For two reasons. a portion of the pistons own weight is contributing to the lower normal and its accelerating down the incline, which has an opposite effect, but not necessarily exactly offsetting for all accelerations.

Oh, so basically, one of the normals(acting up the incline) counters Mgsinθ and the other(acting down the incline) is the one contributing to the acceleration of M. Is that correct?

 

[erobz]

Trust m

Oh, so basically, one of the normals(acting up the incline) counters Mgsinθ and the other(acting down the incline) is the one contributing to the acceleration of M. Is that correct?

The thing is you don't need two Normals to solve this problem, but you must have at least 1 normal. It should be less confusing that way. Just assume the the pistion is just a tiny bit loose ( like a real one would be)

 

[Differentiate it]

Trust m

The thing is you don't need two Normals to solve this problem, but you must have at least 1 normal.

Alright, but last question, could you just confirm what i said in my previous reply?

Oh, so basically, one of the normals(acting up the incline) counters Mgsinθ and the other(acting down the incline) is the one contributing to the acceleration of M. Is that correct?

 

[erobz]

Alright, but last question, could you just confirm what i said in my previous reply?

I don't think that's it. One of the Normals gets a portion of the small masses own weight added to it while the top doesn't.

 

[Differentiate it]

All I can say is under the assumption of two normals ( meaning you forcefully squeezed that pistion in there) that is how the equations make it seem.

Ok alright

 

[erobz]

Ok alright

No see my edit. I've changed my mind since it seems like you are talking about it countering the sleeves weight. I didn't catch that at first

 

[erobz]

How about just forget about the two normals for now and pretend its just a little loose in the slot ( like a real one). Put the normal on the lower side of the slot and solve the resulting equations.

 

[Differentiate it]

Trust m

The thing is you don't need two Normals to solve this problem, but you must have at least 1 normal. It should be less confusing that way. Just assume the the pistion is just a tiny bit loose ( like a real one would be)

Last question:
Could you please elaborate why the normal that is facing downwards is greater?

 

[erobz]

Could you please elaborate why the normal that is facing downwards is greater?

The incline is the reason. Its supporting some of its own weight because of the inclination.

If it were squeezed in there horizontal ( $\theta = 0$ ) the Normal forces ( what ever they may be from the "squeezing" - are equal $N_l = N_u$ ), if you take it and rotate it lettting $\theta = \frac{\pi}{2}$ the upper normal remains $N_u$ and the lower normal would be $N_l+mg$

Anyhow, if this is all overly confusing you don't have to assume two Normals to solve this, but you better have at least 1.

 

[haruspex]

Last question:
Could you please elaborate why the normal that is facing downwards is greater?

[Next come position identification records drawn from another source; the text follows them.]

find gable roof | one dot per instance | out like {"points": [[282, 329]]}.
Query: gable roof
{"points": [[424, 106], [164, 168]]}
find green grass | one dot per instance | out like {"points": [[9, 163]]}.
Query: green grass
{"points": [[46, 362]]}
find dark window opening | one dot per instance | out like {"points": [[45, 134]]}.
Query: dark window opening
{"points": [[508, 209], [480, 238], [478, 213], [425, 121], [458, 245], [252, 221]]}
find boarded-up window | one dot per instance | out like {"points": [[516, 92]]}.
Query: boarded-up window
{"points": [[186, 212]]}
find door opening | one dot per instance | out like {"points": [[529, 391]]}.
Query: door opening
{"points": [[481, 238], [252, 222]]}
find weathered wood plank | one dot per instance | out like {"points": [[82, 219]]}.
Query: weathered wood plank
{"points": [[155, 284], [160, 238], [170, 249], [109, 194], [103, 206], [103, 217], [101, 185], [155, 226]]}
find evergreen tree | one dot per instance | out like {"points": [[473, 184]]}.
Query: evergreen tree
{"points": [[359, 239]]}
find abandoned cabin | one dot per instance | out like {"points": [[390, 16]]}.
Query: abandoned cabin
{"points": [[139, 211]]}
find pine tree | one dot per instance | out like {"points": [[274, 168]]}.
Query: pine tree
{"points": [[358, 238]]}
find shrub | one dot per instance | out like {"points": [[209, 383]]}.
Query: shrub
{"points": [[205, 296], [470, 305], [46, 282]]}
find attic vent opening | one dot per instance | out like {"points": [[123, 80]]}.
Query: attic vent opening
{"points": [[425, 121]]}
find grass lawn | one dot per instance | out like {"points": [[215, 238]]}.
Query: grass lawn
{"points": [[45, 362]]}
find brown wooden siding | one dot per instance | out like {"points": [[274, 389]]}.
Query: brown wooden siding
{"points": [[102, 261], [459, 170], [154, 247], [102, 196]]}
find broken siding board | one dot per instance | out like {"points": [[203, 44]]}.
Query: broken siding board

Consider the horizontal case. The only forces on the small mass with a horizontal component are those normal forces. If they were equal and opposite then the small mass would not move horizontally, yet the container clearly will accelerate to the right. Hence the left-hand normal force must be the greater.
Now, it is impossible to say exactly what the two normal forces are. If we make the fit a bit snugger then both normal forces increase by the same amount. These increases balance, so do not affect the motion. So you can safely assume that one of the normal forces is zero. Which one? Doesn’t matter. If you pick the wrong one the other will come out negative, but it makes no difference to the algebra and the result.

 

[Orodruin]

The point is that the individual normals are irrelevant to the solution of the problem. They are both a force along the incline between the two masses so only their sum is relevant and you can treat just the sum. It doesn’t matter if the mass m is squeeze fitted or not as long as there is no internal friction.